En el libro El lenguaje de los animales de Temple Grandin, zoóloga, profesora universitaria, activista y escritora autista, asegura que ella, al igual que los animales, contempla el mundo de manera absolutamente visual. Grandin afirma que piensa a través de imágenes. Yo, de igual manera, puedo recorrer caminos que frecuentemente he andado de manera visual en mi imaginación, sin importar el tiempo transcurrido desde que deambulé por ellos. A lo largo de mi infancia caminé con regularidad un trayecto para llegar a las fincas que mi padre tenía. Durante un tiempo disfrutaba de volver a realizar ese mismo recorrido en mi imaginación, hasta que un día sucedió algo que me disuadió de intentarlo de nuevo. Lo interpreté como si una presencia espiritual me impidiera continuar. Después de aquello abandoné por completo estos paseos mentales.

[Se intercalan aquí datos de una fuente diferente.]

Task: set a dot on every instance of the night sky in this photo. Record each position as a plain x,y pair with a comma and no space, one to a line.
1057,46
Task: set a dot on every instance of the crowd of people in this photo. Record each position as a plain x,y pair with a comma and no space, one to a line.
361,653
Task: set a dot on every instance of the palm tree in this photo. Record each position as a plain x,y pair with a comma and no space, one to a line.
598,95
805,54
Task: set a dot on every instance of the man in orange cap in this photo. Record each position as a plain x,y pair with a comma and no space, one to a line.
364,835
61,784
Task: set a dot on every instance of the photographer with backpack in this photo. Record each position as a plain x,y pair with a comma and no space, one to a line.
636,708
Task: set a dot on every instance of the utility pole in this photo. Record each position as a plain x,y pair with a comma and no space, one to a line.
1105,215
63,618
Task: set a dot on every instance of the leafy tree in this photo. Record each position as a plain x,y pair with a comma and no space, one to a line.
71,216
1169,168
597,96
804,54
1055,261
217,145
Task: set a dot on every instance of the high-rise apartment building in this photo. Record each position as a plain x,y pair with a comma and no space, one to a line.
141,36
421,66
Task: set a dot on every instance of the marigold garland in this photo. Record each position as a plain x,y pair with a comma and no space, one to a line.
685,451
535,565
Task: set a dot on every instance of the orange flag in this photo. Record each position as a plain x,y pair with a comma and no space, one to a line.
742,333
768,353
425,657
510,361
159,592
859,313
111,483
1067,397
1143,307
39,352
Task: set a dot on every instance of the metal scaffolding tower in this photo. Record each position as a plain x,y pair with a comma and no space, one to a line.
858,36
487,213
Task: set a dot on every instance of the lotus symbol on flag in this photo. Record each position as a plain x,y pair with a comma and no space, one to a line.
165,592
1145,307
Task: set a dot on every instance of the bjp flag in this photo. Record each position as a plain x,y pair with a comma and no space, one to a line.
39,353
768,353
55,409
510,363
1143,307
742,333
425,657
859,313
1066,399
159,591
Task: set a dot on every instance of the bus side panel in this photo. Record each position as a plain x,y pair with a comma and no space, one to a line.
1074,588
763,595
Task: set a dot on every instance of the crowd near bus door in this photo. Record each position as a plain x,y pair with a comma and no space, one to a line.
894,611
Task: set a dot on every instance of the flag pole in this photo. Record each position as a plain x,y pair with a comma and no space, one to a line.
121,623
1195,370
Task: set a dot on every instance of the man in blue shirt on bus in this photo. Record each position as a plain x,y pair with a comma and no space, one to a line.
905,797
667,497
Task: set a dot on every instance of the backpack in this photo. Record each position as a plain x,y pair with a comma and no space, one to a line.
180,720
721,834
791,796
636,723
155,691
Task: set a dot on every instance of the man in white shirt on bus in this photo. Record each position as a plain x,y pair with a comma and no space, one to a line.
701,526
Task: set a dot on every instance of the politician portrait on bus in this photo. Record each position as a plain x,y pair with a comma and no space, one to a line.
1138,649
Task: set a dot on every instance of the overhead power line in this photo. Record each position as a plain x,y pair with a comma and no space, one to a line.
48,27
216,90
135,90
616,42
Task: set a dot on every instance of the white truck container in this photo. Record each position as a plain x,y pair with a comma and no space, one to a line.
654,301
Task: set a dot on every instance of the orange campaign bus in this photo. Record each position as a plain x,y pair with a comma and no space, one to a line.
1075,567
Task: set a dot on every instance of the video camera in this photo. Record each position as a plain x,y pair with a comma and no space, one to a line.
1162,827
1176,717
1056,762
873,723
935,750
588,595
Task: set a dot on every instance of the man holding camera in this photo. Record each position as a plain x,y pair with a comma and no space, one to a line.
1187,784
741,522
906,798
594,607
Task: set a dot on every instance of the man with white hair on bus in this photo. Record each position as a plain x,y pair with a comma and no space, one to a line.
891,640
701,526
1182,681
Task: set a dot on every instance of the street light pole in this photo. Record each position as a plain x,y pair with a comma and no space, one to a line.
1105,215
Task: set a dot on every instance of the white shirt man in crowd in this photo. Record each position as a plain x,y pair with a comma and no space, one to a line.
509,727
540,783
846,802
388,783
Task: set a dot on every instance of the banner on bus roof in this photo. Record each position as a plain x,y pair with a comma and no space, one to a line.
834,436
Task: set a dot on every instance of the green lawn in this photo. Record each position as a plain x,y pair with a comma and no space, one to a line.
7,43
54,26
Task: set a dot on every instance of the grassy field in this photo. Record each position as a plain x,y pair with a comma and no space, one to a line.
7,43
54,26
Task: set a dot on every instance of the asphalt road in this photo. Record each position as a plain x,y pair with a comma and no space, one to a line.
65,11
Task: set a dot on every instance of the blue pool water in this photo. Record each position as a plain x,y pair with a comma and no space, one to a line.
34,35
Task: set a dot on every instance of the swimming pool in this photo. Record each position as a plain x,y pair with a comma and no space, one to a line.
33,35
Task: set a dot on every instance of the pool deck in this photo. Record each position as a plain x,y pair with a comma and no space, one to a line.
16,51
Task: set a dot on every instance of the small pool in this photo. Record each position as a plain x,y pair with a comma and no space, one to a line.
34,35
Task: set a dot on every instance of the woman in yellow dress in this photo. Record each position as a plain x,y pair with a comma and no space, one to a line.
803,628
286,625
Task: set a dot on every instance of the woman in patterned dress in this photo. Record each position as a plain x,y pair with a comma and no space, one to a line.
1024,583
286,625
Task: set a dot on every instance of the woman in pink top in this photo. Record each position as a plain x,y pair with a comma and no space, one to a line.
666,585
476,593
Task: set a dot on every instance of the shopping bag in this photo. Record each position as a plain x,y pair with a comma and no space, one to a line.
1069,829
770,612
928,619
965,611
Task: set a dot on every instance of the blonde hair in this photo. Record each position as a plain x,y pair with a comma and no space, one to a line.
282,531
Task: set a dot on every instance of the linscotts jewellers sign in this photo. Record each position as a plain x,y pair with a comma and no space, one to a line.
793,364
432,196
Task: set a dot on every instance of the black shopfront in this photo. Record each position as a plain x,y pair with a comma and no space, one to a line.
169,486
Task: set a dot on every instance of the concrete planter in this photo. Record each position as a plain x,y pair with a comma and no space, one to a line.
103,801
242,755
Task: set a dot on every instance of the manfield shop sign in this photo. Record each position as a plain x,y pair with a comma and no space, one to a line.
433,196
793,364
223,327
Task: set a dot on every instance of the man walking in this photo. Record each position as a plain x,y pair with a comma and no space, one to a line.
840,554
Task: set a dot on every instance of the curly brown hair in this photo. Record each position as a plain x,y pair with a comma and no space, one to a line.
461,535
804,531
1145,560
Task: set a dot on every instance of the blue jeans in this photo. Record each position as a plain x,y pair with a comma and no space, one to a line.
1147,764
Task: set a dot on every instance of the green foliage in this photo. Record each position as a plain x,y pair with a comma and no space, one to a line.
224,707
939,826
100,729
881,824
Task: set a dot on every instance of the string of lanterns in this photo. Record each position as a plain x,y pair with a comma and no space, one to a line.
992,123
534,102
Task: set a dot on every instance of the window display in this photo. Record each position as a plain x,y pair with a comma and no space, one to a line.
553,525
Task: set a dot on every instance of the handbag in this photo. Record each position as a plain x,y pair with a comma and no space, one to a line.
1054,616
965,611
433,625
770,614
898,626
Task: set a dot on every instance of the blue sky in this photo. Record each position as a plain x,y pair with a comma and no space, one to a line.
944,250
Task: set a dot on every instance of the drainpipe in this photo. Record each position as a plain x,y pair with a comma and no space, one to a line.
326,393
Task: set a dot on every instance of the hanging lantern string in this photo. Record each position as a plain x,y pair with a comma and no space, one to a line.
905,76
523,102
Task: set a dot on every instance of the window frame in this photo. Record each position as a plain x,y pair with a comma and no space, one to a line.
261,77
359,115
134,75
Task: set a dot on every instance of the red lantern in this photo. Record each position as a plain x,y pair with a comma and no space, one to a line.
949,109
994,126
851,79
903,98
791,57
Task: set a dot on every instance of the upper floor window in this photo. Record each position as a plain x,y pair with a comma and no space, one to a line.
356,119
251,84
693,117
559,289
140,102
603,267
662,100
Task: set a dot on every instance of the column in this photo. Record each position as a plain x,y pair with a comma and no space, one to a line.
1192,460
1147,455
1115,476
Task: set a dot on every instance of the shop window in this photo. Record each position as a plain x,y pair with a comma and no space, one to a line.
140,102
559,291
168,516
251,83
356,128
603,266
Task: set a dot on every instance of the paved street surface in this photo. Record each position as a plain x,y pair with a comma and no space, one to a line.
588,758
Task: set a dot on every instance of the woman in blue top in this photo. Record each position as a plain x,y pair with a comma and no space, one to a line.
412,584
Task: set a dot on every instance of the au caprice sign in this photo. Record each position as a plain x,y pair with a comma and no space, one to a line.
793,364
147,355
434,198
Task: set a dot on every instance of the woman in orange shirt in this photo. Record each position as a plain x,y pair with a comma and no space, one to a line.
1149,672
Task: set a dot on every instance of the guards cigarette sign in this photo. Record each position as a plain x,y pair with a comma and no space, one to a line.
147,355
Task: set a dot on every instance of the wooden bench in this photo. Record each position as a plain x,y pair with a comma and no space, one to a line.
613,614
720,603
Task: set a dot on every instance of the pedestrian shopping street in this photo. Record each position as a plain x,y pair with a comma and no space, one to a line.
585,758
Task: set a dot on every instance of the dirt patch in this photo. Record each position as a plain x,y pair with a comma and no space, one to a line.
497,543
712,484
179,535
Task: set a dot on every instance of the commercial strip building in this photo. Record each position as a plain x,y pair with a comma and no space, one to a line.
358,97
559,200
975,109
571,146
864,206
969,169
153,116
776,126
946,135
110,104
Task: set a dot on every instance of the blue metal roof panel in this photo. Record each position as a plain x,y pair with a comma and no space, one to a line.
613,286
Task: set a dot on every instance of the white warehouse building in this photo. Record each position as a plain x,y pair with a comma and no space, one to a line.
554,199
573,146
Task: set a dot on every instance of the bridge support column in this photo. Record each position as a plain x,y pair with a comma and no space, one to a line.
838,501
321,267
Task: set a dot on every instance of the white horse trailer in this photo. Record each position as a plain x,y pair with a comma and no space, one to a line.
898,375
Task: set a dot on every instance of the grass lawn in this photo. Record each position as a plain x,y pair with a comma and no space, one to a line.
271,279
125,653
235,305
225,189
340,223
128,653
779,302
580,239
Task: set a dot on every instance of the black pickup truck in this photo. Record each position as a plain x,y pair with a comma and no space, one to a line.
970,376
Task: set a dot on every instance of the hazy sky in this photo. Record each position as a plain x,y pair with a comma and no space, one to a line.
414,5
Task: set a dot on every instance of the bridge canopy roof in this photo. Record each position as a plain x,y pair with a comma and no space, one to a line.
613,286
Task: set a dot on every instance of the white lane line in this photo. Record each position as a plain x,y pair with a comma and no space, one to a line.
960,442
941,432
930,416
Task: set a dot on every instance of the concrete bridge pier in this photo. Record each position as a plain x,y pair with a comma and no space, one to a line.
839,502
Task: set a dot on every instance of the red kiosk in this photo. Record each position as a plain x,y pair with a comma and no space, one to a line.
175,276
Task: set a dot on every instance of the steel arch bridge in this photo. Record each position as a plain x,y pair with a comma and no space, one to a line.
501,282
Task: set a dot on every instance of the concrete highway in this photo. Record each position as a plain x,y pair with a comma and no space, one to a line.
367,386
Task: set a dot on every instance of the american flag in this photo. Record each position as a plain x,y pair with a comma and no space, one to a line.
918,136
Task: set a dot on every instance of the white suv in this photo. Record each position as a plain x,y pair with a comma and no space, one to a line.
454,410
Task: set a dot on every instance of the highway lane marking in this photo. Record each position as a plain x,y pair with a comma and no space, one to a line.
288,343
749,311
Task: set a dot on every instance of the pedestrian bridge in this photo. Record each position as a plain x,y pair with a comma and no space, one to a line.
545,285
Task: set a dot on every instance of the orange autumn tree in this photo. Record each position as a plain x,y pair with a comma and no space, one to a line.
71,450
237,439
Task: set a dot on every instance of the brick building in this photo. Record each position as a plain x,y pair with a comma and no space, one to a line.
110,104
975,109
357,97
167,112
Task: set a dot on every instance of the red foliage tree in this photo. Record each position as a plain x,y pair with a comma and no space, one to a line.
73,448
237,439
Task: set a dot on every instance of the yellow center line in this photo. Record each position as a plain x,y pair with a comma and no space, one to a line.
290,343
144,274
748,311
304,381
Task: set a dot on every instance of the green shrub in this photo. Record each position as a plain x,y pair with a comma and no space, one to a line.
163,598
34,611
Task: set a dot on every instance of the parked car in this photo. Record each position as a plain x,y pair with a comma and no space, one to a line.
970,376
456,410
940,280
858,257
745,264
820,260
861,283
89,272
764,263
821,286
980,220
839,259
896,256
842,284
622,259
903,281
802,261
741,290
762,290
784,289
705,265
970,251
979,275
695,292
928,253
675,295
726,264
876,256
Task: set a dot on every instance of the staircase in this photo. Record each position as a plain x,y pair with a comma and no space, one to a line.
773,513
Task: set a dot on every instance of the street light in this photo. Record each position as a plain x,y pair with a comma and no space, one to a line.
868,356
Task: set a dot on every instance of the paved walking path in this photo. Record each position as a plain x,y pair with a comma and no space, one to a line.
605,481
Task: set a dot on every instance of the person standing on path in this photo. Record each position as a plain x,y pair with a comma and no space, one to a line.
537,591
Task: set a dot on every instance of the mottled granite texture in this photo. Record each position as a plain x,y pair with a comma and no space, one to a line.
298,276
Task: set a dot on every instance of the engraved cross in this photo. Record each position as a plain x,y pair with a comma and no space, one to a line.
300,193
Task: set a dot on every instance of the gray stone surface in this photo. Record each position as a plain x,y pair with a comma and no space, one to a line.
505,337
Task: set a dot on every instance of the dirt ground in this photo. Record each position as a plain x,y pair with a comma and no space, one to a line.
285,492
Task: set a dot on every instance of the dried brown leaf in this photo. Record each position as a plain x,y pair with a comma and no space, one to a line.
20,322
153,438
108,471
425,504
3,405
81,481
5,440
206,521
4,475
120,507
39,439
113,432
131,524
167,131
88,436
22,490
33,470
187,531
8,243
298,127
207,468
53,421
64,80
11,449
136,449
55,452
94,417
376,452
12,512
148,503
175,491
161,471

El problema práctico, que a veces conlleva el hecho de tener una excelente memoria visual que se apoya en imágenes conocidas, es por ejemplo que cuando busco las llaves de mi carro, que son como todas de una forma y un color muy concreto, si en ese momento por accidente algo las cubre de forma casual, puedo estar frente ellas, mirarlas y a pesar de ello no lograré identificarlas. Sucede que mi mente es guiada, de manera instintiva, por la forma o imagen exacta que mi memoria guarda de ellas. En una ocasión le confesé a mi nieta, Ana Mariel, que había extraviado mis gafas y después de buscarlas de manera infructuosa, reparé en que me había peinado con ellas puestas y no lo había notado. Por supuesto cuando le pregunté a mi esposa si las había visto tuvo que ser ella quien me descubriera el error. Se lo comenté a Ana y ella me dijo sonriendo -papá tú estás grave. Mis hermanas a menudo bromean conmigo por esta causa, cuando recuerdan que si me ponían delante la comida y uno de los alimentos, por lo que fuera, estaba tapado tal vez por una simple servilleta, yo lo ignoraba como si no existiera. Mi mente no llegaba a registrar su presencia.
Todo esto me lleva a pensar en lo diversa que se manifiesta la mente humana. Viví en una ocasión una situación completamente opuesta a la mía. Fui a visitar una librería de Herrera y me encontré con un librero que me pareció muy peculiar. Cuando entré en el negocio pude observar que muchos de los libros estaban desparramados por el suelo o acumulados con desorden en cajas de cartón y sin embargo si le pedías un título determinado, él se tomaba un poco de tiempo pensando y luego, de manera decidida, buscaba en una caja en particular y rápidamente te mostraba el libro solicitado. Ciertas personas sobreviven y se mueven con soltura y de modo armonioso en medio de un aparente caos, mientras otros, por el contrario, precisan de un orden que a los primeros les resultaría tedioso y sumamente insoportable. Hoy en día necesito subrayar, cuando antes recordaba no solo el número de la página sino si la cita que buscaba estaba en la hoja derecha o izquierda del ejemplar que la contenía.
Todo cuanto estoy contando, puede dar la impresión de que poseer esta capacidad es algo divertido, pero no siempre resulta grato. Muchas veces me ocurre que veo algo o a alguien que me resulta conocido, pero no sé precisar dónde y cuándo lo vi o lo conocí por primera vez. Esta incertidumbre puede durar varias horas, en las que trato de recordar con precisión el lugar y la circunstancia dónde el hecho sucedió. Hasta que no consigo su ubicación exacta, por lo general, no tengo descanso ni paz. Así que, si quieren que les diga la verdad, no sé si merece demasiado la pena el hecho de ser tan preciso en esta vida o si es mejor permitir que la memoria invente los datos que nos faltan y logre creer en su propia historia.